The Computational Biology Group at TECNUN is a multidisciplinary team with an extensive experience in the development of optimization algorithms, statistical analyses, as well as machine learning and deep learning methods, applied to different biological problems. We focus mainly on human health by the integration of high-throughput data (genomics, transcriptomics, proteomics, metabolomics, etc.) and biological databases (genomics, pharmacologics, metabolics, etc.).

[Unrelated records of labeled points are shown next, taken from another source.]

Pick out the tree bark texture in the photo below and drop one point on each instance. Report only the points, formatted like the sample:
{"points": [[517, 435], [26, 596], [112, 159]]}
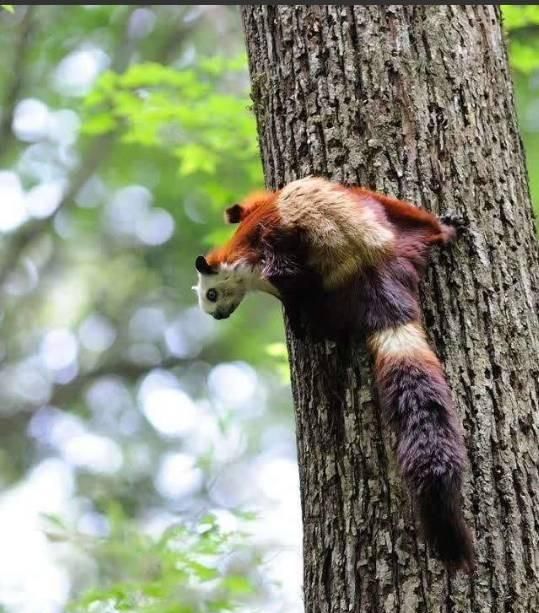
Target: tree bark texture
{"points": [[417, 102]]}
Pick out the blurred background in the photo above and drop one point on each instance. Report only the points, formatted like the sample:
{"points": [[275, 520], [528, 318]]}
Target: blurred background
{"points": [[147, 452]]}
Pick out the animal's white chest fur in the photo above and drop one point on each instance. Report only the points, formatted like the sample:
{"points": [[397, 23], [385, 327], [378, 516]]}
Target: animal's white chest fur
{"points": [[342, 234]]}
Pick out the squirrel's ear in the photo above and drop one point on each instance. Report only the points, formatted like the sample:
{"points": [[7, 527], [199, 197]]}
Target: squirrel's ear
{"points": [[203, 267], [234, 213]]}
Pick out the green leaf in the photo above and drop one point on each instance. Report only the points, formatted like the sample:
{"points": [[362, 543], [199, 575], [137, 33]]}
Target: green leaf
{"points": [[277, 350]]}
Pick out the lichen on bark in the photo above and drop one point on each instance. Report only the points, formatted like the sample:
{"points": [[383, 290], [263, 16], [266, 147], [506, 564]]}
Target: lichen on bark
{"points": [[415, 101]]}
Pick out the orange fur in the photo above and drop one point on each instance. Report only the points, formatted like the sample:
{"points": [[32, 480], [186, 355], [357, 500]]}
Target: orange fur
{"points": [[400, 212], [259, 213]]}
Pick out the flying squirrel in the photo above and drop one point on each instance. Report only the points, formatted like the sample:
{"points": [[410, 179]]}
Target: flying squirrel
{"points": [[349, 260]]}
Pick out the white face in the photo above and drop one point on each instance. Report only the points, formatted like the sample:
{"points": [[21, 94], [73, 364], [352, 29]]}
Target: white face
{"points": [[220, 293]]}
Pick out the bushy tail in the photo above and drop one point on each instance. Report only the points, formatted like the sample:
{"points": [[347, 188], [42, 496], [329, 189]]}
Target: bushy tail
{"points": [[415, 399]]}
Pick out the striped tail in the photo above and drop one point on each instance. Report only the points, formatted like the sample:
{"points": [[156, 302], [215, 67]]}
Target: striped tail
{"points": [[415, 400]]}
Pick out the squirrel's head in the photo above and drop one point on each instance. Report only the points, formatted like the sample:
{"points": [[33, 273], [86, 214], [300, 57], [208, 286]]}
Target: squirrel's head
{"points": [[220, 289]]}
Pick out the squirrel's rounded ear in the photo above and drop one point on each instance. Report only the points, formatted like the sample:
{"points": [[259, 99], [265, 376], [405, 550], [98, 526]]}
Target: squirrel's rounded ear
{"points": [[203, 267], [234, 213]]}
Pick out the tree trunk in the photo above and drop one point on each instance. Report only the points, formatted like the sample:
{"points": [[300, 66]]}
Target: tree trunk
{"points": [[417, 102]]}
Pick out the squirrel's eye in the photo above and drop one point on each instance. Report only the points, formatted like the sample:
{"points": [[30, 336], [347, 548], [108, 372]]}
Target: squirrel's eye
{"points": [[211, 295]]}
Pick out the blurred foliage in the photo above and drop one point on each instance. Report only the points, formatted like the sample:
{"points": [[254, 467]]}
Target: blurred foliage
{"points": [[187, 569], [126, 414], [521, 23], [125, 131]]}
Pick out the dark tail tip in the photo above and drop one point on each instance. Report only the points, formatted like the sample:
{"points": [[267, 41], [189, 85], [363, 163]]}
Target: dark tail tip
{"points": [[444, 526]]}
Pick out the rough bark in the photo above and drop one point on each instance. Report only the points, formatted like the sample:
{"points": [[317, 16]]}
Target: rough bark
{"points": [[416, 102]]}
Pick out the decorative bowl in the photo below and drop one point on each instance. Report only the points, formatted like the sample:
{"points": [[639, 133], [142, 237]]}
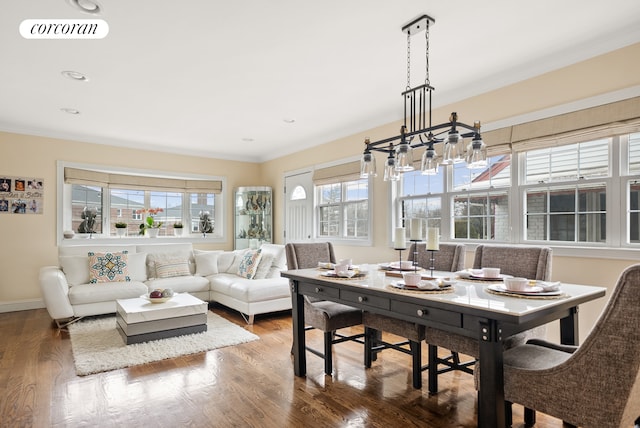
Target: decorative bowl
{"points": [[156, 299], [516, 284]]}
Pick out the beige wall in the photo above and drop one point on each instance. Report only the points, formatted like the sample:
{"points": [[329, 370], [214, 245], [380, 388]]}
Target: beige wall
{"points": [[29, 240]]}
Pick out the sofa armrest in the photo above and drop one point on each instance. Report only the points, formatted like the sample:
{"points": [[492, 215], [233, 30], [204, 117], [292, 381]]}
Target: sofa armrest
{"points": [[55, 292]]}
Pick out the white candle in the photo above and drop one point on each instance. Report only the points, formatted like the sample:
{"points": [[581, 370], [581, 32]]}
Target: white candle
{"points": [[433, 239], [415, 233], [400, 241]]}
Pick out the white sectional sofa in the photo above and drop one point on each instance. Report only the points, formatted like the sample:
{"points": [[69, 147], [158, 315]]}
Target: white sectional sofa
{"points": [[72, 290]]}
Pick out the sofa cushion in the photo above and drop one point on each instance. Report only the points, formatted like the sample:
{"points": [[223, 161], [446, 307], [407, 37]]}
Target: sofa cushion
{"points": [[108, 267], [249, 264], [249, 290], [180, 284], [206, 262], [105, 291], [172, 267], [168, 257]]}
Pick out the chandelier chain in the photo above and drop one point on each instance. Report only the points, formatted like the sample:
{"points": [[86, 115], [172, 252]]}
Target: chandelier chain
{"points": [[426, 71], [408, 60]]}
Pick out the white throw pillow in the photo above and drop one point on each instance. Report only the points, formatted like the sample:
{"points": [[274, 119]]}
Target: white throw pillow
{"points": [[138, 266], [263, 267], [206, 262], [75, 268], [249, 264], [237, 258], [154, 258], [278, 252]]}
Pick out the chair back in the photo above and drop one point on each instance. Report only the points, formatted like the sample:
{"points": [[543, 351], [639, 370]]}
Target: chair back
{"points": [[449, 258], [307, 255], [527, 262], [599, 384]]}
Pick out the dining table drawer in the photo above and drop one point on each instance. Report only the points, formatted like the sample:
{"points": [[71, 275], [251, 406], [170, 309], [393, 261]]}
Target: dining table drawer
{"points": [[427, 313], [373, 301], [320, 291]]}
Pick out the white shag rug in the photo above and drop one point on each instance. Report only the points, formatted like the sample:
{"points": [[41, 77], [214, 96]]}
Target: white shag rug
{"points": [[98, 347]]}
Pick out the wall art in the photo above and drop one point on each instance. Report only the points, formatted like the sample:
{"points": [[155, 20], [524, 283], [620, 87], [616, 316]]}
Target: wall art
{"points": [[19, 195]]}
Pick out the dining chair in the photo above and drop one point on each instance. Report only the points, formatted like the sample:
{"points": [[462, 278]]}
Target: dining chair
{"points": [[449, 258], [528, 262], [321, 314], [596, 384]]}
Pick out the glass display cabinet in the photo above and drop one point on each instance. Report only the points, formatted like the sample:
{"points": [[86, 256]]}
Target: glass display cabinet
{"points": [[253, 218]]}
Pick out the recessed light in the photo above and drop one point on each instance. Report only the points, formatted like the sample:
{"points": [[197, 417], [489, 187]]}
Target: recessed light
{"points": [[87, 6], [75, 75]]}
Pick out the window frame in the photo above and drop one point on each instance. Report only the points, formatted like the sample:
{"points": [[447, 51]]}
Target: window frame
{"points": [[342, 239], [64, 207]]}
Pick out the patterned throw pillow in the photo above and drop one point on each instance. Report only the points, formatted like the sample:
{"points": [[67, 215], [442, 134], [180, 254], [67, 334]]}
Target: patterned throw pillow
{"points": [[172, 267], [108, 267], [249, 264]]}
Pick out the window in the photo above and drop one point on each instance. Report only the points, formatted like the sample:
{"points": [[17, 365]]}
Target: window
{"points": [[576, 210], [471, 198], [343, 210], [421, 197], [124, 198]]}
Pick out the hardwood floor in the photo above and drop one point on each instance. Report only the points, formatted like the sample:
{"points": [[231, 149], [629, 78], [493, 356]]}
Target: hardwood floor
{"points": [[249, 385]]}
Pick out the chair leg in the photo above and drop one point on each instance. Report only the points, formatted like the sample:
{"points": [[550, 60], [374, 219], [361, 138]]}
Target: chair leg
{"points": [[508, 414], [328, 357], [416, 357], [529, 417], [369, 343], [433, 369]]}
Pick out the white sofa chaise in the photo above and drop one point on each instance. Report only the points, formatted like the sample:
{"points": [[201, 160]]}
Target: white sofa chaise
{"points": [[214, 276]]}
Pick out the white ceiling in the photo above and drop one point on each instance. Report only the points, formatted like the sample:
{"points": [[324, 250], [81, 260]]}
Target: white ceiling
{"points": [[200, 76]]}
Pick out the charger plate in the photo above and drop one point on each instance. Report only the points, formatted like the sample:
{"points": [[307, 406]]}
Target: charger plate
{"points": [[550, 295], [395, 288]]}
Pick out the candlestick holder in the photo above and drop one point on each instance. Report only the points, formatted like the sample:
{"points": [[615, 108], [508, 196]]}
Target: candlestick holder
{"points": [[399, 250], [415, 254], [432, 261]]}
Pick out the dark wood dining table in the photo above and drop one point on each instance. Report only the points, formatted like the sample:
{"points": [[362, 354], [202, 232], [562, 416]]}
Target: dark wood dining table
{"points": [[468, 308]]}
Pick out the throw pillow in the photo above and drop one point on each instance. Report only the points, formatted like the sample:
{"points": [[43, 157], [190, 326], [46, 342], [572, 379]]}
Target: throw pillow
{"points": [[108, 267], [75, 268], [137, 266], [206, 263], [171, 268], [263, 267], [238, 255], [249, 264]]}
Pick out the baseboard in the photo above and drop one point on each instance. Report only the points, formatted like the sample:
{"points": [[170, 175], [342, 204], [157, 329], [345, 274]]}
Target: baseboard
{"points": [[21, 305]]}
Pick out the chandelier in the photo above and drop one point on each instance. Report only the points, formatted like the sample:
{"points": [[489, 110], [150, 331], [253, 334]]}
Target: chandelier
{"points": [[418, 131]]}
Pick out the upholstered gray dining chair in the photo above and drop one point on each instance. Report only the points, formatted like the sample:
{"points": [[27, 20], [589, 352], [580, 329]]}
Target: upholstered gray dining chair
{"points": [[450, 258], [528, 262], [594, 385], [320, 314]]}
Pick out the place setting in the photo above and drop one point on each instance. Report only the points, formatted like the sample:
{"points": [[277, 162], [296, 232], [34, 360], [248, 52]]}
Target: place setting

A snapshot of projects we are currently working on is provided below.
· Metabolic Reprogramming in cancer for the identification of novel therapeutic targets and response biomarkers.
· Precision Oncology. Integration of large-scale gene silencing and pharmacologic experiments.
· Alternative Splicing in cancer. Alterations, causes and effects.
· Predictive Models of drug toxicity based on structural features of the molecules.
· Influence of the gut microbiota in the context of health and nutrition.
· Compression schemes tailored to different omics data. Active members of the development of the MPEG-G standard for genomic information representation.
· DNA sequencing analysis. Methods for improved germline and somatic variant calling.
· Gene Regulatory Network (GRN) inference for bulk and single-cell RNAseq data.
· Characterization of HERV (human endogenous retroviruses) in cancer and brain samples.
We actively collaborate with different research centers and companies. Among others, we list CIMA, Clínica Universidad de Navarra, CIC BioGUNE, Biodonostia, FISABIO, Onkologikoa, Universidad de Granada, Celgene, Biobide, Polytechnic University of Catalonia, University of Illinois at Urbana-Champaign, Stanford University and University of the Republic (Uruguay).